A Flare for the Dramatic

    My friend Steve (see above in "Proto Beavis and Butthead) once had an Austin Healy Sprite. This was a tiny, early 60's vintage British sports car that seats none, in a pinch. I think my child has HotWheels bigger than the A-H was. There was this old junkyard about 20 miles north of us, run by a strange fellow named Gene Matlack. Matlack's was full of old busted up ambulances and rusty school buses and grimy black hearses and all sorts of bizarre and curious foreign automobiles that no one else for a hundred miles had, like Citroens and Simcas and Renaults. Gene had a huge stuffed buffalo head mounted on the wall above his bed, which always impressed me. His right arm hung from his shoulder like a bird's broken wing, because that's exactly what it was. He broke it between the shoulder and elbow in a car accident, and never got it set properly. He also had an Austin Healy that Steve bought as a spare parts car, sight unseen, but Gene said if we'd come up and get it off his lot, he'd take a hundred bucks for it. So one afternoon Steve and Jay (remember him?) and I drove up to Matlack's to get the car.

    Of course, it wasn't until we got there and looked around that we realized that the Sprite had already been used as a parts car by somebody else, and had no steering wheel and no fenders. We knew we couldn't get it home during the day, but hoped that the cover of darkness would assist our clandestine movement home. After it got dark enough so that you couldn't tell the Sprite had no fenders unless you looked directly at it, we splashed about two gallons of gasoline down the back of the seats while trying to get some in the tank, and set off back home. About three miles from Matlacks, in the middle of god knows where on Route 282 in western Chester County, the car died on us. Totally. Absolutely dead. We pushed it about five hundred yard before coming to our senses and realizing we had 15 miles to go. We'd just have to tow it back home. Normally this wouldn't have been that much of a problem, but it's a bit more of a test to tow a nine-hundred pound car with another nine-hundred pound car, when the latter is stuffed with three stout fellows as well. Especially when you don't have a tow chain. Or a rope. We didn't even have a string tie. All we had were three size 32 belts. Finally one of us had the bright idea of using the seat belts from the broken car to tie it to the good one. We figured seat belts had to be pretty strong, right? The conversation went something like this:

    "So, anyone got a wrench or pliers to get the seatbelt bolts out of the floor?"

    "Nope."

    "Anyone got a knife or anything, to cut them off.?"

    "Nope."

    Silence.

    "Hey, I got an idea. Why not use the flame from a flare to cut them loose?"

    "Hey, good idea, get a flare from the back of my car."

    Scratch, Whoosh! The flare lit up like Baghdad under a Scud attack. Steve leaned in and began to work the tip of the flame back and forth across the seatbelt, right above the bolt where it attached to the floor boards. The greasy floor boards. The greasy, gasoline-saturated, plywood floor boards. All of a sudden, it seemed to get really bright in there as the plastic seat cushions burst into flames, and something long and thin came shooting out of the back of the car, clanking onto the pavement. Steve had stayed with it until the very end, finally cutting one seat belt loose and tossing it out over the trunk before abandoning the vehicle.

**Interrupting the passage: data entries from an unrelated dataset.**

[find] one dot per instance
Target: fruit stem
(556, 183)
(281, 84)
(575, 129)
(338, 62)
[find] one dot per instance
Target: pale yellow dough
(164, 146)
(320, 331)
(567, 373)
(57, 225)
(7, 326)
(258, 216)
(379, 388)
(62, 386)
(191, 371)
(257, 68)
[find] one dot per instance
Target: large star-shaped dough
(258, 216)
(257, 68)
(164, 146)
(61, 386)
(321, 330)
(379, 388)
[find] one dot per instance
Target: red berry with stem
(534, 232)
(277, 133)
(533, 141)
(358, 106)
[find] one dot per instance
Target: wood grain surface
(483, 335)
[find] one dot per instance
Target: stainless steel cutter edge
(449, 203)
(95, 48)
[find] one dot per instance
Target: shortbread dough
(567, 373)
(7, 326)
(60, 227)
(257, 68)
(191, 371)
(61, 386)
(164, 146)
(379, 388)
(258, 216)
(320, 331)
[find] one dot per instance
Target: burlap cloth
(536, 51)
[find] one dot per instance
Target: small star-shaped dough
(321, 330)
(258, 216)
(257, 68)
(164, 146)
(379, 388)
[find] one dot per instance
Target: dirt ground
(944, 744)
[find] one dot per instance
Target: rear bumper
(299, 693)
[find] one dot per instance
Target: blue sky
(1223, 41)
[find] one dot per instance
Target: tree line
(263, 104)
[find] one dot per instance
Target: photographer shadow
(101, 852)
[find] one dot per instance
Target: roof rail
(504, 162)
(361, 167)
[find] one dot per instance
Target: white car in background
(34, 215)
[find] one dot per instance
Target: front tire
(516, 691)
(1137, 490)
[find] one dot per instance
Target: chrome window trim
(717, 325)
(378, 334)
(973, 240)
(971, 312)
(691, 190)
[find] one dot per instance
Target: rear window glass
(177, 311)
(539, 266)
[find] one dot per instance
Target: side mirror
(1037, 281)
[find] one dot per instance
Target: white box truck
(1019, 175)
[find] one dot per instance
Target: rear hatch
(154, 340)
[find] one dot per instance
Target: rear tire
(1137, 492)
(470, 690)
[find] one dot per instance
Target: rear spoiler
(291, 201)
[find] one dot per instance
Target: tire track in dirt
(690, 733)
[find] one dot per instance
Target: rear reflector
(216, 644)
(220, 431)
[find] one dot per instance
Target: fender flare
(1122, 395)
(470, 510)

We feverishly tossed dirt, stones, and it seemed, a bunch of  wood and dried leaves, on the fire, until it finally died out, and then spent ten minutes stomping on the flare to get it out before we set the woods on fire all around us.

    I'm sure the housewife who found three scorched, smelly, and sweaty teenagers at her door that summer night didn't know what to expect when we rang the doorbell, but we managed to convince her that we meant her no harm, and as soon as we told her we'd just come from Gene Matlack's, she said "Say no more. I must get three or four people a month stop by here to call a tow truck after they leave that hellhole." After we got the car home and got all the usable parts out of it, Steve and I put it in the creek and blew the hell out of it with a shot gun and some M-80's.